Xymon Mailing List Archive search

randomizing execution of tests

10 messages in this thread

list David Paper · Thu, 5 Feb 2009 12:25:48 -0500 ·
Greetings hobbit gurus [0],

While I am still trying to search my way to an answer via the archives  of this list and google, I'm hoping someone could point me in the  right direction.

I've got a bb-hosts file with 8 server process instances getting  tested.  Each instance gets tested with 3 HTTP requests (2 GET, 1  POST).  All 8 server processes live on the same physical OS instance.   This results in 24 HTTP requests getting sent from hobbit within  1/100th of a second.  This causes the load on the host to spike, and  generates contention w/in each server to satisfy the requests.  This  same setup is repeated for hundreds of hosts and hundreds of processes.

Is there a way to tell hobbit to take all of the entries in bb-hosts  and test them in a random order w/in the 1 minute testing interval?   This would end up staggering the arrival of each HTTP test somewhat  and lessen contention within each HTTP server and on each host.

Thanks,

-dave

[0] Of which I am not, but ... maybe one day.

--
Dave Paper

MCSE is to computers as McDonalds Certified Chef is to fine cuisine.
list Ralph Mitchell · Fri, 6 Feb 2009 14:48:59 -0600 ·
I don't think that's possible with Xymon right now, but it can be done if
you're up to a little scripting.  I had an aging, single 733MHz cpu DL380
running web page checkouts on 400+ hosts, generating around 2700 reports,
running at various intervals from 30 seconds to 24 hours.

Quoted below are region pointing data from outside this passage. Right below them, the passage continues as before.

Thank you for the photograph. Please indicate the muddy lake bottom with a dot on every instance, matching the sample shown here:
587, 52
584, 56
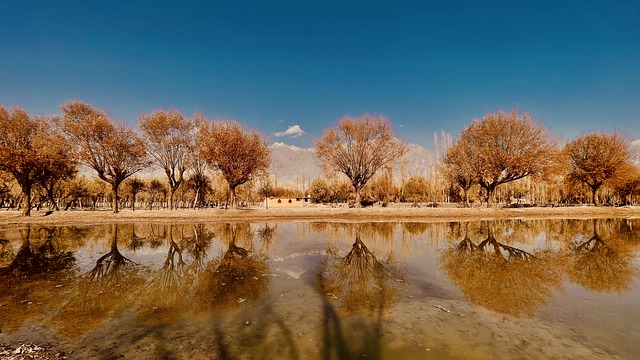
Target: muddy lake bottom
503, 289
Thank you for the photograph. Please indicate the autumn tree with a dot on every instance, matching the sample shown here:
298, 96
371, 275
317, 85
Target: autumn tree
628, 183
595, 159
168, 136
134, 186
504, 147
30, 151
458, 167
155, 189
238, 153
58, 164
416, 189
320, 191
113, 150
358, 148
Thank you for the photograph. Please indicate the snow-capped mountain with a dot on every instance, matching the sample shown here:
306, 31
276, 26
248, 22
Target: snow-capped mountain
296, 167
635, 145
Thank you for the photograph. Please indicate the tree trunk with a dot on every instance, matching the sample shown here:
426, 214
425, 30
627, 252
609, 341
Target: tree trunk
466, 197
233, 199
114, 190
489, 189
357, 204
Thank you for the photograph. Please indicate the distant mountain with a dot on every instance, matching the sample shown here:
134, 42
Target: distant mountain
292, 166
296, 167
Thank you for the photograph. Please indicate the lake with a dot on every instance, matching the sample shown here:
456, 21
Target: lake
511, 289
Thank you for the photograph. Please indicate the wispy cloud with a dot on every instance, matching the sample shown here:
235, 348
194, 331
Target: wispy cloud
293, 132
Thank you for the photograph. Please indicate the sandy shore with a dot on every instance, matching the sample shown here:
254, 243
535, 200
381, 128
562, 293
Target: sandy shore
319, 213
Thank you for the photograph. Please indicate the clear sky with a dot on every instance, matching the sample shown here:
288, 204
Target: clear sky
427, 65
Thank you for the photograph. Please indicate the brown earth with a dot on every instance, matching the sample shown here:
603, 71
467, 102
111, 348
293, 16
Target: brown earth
400, 212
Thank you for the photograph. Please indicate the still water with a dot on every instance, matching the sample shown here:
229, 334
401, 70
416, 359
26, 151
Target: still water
294, 290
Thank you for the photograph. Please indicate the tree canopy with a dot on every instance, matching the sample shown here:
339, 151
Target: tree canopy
595, 159
238, 153
503, 147
113, 150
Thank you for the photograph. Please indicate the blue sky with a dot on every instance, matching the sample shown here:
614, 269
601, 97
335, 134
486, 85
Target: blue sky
427, 65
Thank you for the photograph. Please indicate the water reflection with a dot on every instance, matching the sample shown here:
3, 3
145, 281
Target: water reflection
359, 281
40, 256
105, 291
604, 264
334, 290
239, 276
501, 277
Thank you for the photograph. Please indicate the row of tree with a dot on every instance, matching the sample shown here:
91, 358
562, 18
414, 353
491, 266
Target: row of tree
46, 150
501, 148
505, 147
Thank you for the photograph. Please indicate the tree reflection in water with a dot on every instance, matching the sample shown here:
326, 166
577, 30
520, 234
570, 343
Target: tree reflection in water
237, 277
604, 265
6, 252
503, 278
33, 258
359, 281
28, 282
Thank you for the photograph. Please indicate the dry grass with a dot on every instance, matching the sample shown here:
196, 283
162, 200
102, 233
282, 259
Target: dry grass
318, 213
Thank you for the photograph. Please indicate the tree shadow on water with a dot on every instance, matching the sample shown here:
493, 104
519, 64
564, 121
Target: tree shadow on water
603, 264
501, 277
357, 289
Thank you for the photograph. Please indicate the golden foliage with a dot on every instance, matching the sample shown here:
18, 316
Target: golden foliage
32, 152
239, 154
114, 151
358, 148
500, 148
169, 138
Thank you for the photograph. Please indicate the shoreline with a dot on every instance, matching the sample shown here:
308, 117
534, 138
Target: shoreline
318, 213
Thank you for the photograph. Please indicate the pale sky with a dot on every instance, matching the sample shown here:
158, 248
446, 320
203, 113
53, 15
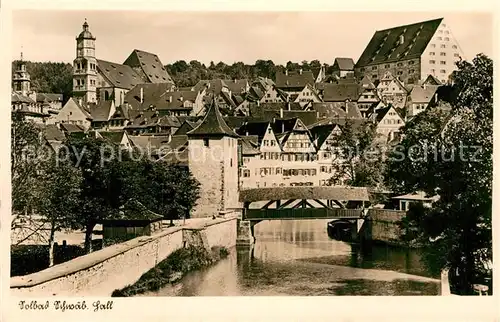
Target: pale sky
228, 36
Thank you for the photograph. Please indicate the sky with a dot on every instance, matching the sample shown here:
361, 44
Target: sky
229, 37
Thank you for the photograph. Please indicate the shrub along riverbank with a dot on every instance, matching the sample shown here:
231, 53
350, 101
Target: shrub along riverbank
173, 268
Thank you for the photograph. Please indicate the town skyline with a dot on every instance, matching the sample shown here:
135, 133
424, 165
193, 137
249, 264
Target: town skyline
119, 32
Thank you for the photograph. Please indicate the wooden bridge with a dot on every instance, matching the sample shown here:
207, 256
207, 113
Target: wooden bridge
304, 203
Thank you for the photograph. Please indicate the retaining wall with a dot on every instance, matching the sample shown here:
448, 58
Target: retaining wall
114, 267
384, 225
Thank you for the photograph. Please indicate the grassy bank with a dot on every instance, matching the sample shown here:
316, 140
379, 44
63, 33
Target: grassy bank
173, 268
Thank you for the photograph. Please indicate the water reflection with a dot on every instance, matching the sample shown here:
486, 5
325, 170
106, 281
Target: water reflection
298, 258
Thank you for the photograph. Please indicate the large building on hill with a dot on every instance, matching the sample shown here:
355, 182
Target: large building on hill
411, 53
95, 79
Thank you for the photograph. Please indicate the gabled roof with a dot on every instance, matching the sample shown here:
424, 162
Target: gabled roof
341, 92
249, 146
382, 112
254, 128
431, 80
151, 93
415, 39
18, 98
150, 65
237, 86
102, 112
112, 136
52, 133
212, 125
294, 79
329, 110
423, 94
71, 128
48, 97
344, 63
322, 132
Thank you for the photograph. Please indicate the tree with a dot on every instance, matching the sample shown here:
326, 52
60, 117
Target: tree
26, 153
458, 169
95, 159
358, 157
57, 199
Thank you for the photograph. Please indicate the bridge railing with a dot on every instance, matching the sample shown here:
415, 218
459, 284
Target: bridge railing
301, 213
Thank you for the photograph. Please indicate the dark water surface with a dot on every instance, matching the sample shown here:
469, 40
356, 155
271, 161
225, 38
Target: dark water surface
298, 258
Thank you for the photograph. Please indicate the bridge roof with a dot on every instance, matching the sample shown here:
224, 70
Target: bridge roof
322, 193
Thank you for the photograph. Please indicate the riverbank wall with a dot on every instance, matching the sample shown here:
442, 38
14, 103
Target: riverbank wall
382, 225
114, 267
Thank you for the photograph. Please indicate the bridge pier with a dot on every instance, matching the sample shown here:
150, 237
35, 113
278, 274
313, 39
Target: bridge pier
245, 233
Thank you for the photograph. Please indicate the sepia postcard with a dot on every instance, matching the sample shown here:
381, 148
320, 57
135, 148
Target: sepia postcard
321, 164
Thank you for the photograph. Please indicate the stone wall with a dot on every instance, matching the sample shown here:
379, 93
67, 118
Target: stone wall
383, 225
114, 267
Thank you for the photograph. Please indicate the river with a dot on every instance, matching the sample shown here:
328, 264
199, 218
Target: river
298, 258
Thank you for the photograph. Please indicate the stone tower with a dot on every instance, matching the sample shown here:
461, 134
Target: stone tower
21, 81
213, 161
85, 67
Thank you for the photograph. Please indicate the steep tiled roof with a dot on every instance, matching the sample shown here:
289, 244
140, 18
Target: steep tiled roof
249, 146
294, 80
254, 128
71, 128
212, 125
52, 133
415, 39
112, 136
151, 94
329, 110
18, 98
101, 112
321, 133
121, 76
341, 92
150, 65
423, 94
237, 86
345, 63
353, 110
48, 97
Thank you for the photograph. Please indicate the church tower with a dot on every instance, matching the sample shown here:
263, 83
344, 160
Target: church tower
213, 161
85, 67
21, 82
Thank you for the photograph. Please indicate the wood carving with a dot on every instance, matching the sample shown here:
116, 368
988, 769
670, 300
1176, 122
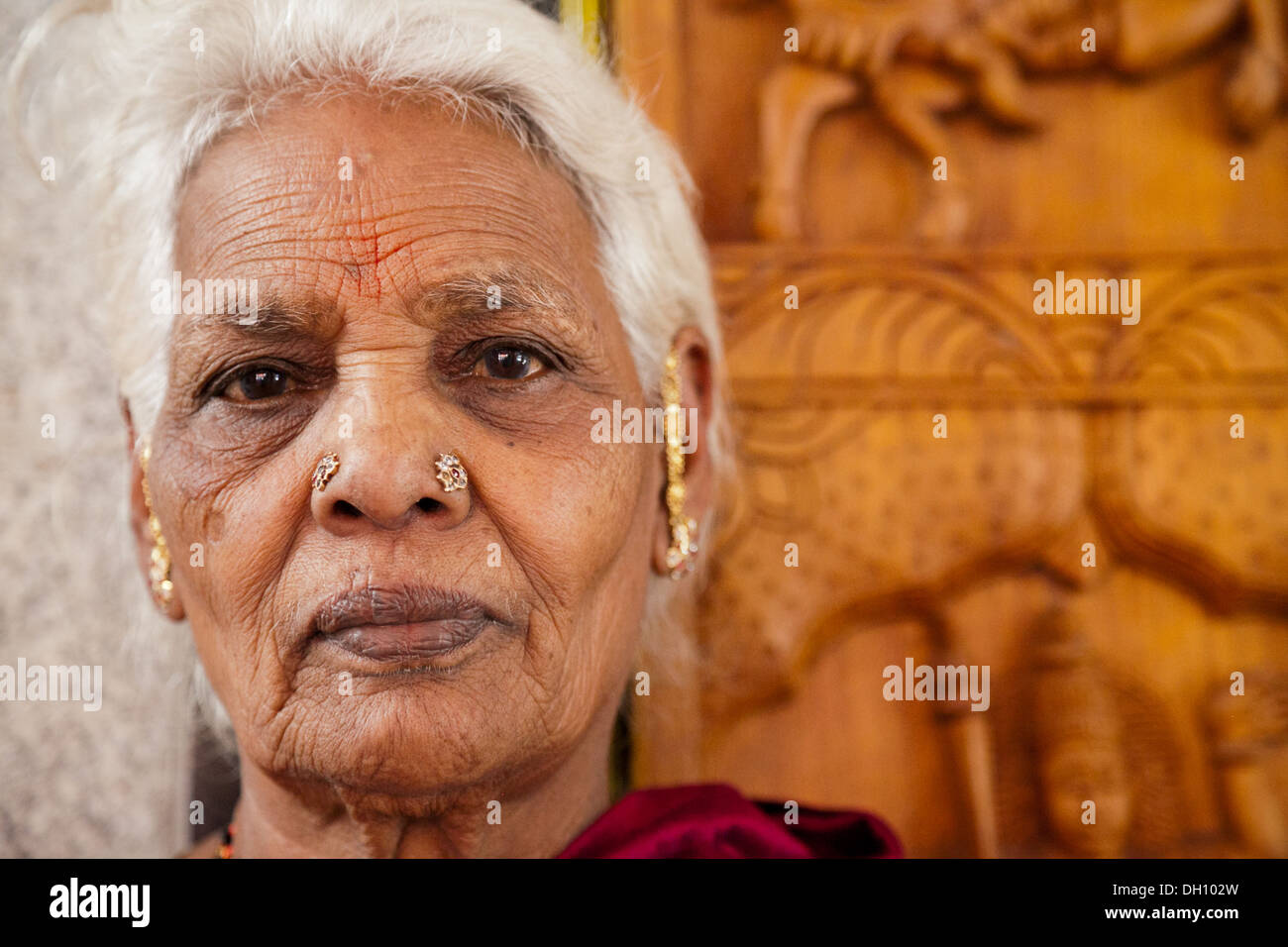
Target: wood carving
1054, 424
917, 62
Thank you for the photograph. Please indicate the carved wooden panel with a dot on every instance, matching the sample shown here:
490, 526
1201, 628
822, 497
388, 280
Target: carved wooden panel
935, 468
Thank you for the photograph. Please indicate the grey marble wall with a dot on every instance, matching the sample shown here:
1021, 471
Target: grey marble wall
73, 783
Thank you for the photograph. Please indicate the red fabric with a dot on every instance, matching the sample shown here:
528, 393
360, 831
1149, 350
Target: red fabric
716, 821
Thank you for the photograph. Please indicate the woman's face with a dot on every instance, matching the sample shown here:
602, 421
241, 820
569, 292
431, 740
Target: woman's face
424, 287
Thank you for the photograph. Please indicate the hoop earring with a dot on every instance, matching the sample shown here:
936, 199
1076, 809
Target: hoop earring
684, 531
159, 571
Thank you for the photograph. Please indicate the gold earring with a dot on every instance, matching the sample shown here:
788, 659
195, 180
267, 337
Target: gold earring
451, 474
159, 573
684, 531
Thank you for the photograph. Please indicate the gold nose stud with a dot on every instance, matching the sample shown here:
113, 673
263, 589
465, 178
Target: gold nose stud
325, 471
451, 474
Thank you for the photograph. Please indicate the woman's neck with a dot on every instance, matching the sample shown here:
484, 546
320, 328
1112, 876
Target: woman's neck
284, 818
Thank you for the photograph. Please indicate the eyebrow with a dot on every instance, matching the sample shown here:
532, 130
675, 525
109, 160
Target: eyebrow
472, 292
511, 287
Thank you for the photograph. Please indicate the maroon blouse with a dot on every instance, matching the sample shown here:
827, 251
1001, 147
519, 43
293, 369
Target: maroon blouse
716, 821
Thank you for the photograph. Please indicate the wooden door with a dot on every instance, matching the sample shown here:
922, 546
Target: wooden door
1090, 499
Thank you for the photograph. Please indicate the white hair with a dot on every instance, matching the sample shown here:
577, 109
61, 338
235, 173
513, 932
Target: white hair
138, 90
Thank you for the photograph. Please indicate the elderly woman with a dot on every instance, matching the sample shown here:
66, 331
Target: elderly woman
375, 269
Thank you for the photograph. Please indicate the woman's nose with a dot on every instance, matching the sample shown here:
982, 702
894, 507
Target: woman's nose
390, 483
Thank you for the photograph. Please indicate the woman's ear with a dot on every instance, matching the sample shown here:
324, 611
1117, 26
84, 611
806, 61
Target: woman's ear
140, 521
696, 398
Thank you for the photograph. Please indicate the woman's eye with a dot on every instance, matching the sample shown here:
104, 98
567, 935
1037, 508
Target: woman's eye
257, 382
510, 363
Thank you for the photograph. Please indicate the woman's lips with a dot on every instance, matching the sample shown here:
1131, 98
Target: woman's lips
400, 622
412, 641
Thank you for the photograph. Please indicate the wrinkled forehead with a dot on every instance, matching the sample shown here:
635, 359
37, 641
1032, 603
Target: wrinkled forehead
364, 198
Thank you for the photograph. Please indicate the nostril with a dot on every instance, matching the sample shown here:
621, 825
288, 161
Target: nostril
347, 509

The trick is to use cron for scheduling...

Something like this, for instance:

============= cut here ============
#!/bin/sh

TESTHOST=www.google.com
TESTURL=http://$TESTHOST/

TIMEOUT=30

# Grab *just* the headers, simulating Xymon's builtin http check
MESSAGE=`curl -m $TIMEOUT \
     -w 'Seconds:     %{time_total}\n' \
     -s -S -L -I $TESTURL | $GREP -v Set-Cookie`
if [ "$?" -eq "0" ]; then
  COLOR=green
else
  COLOR=red
fi

# convert dots to commas in the hostname
MACHINE=`echo $TESTHOST | $SED -e 's/\./\,/g'

$BB $BBDISP "status $MACHINE.home $COLOR `date`

$MESSAGE"
============= cut here ============

You'd run that from xymon's crontab using a command line like:

     $HOME/server/bin/bbcmd $HOME/ping-google.sh > /tmp/ping-google.out 2>&1

at whatever interval is appropriate for the target.

Ralph Mitchell
quoted from David Paper


On Thu, Feb 5, 2009 at 11:25 AM, David Paper <user-ad0dc750b2b6@xymon.invalid> wrote:
Greetings hobbit gurus [0],

While I am still trying to search my way to an answer via the archives of
this list and google, I'm hoping someone could point me in the right
direction.

I've got a bb-hosts file with 8 server process instances getting tested.
 Each instance gets tested with 3 HTTP requests (2 GET, 1 POST).  All 8
server processes live on the same physical OS instance.  This results in 24
HTTP requests getting sent from hobbit within 1/100th of a second.  This
causes the load on the host to spike, and generates contention w/in each
server to satisfy the requests.  This same setup is repeated for hundreds of
hosts and hundreds of processes.

Is there a way to tell hobbit to take all of the entries in bb-hosts and
test them in a random order w/in the 1 minute testing interval?  This would
end up staggering the arrival of each HTTP test somewhat and lessen
contention within each HTTP server and on each host.

Thanks,

-dave

[0] Of which I am not, but ... maybe one day.

--
Dave Paper

MCSE is to computers as McDonalds Certified Chef is to fine cuisine.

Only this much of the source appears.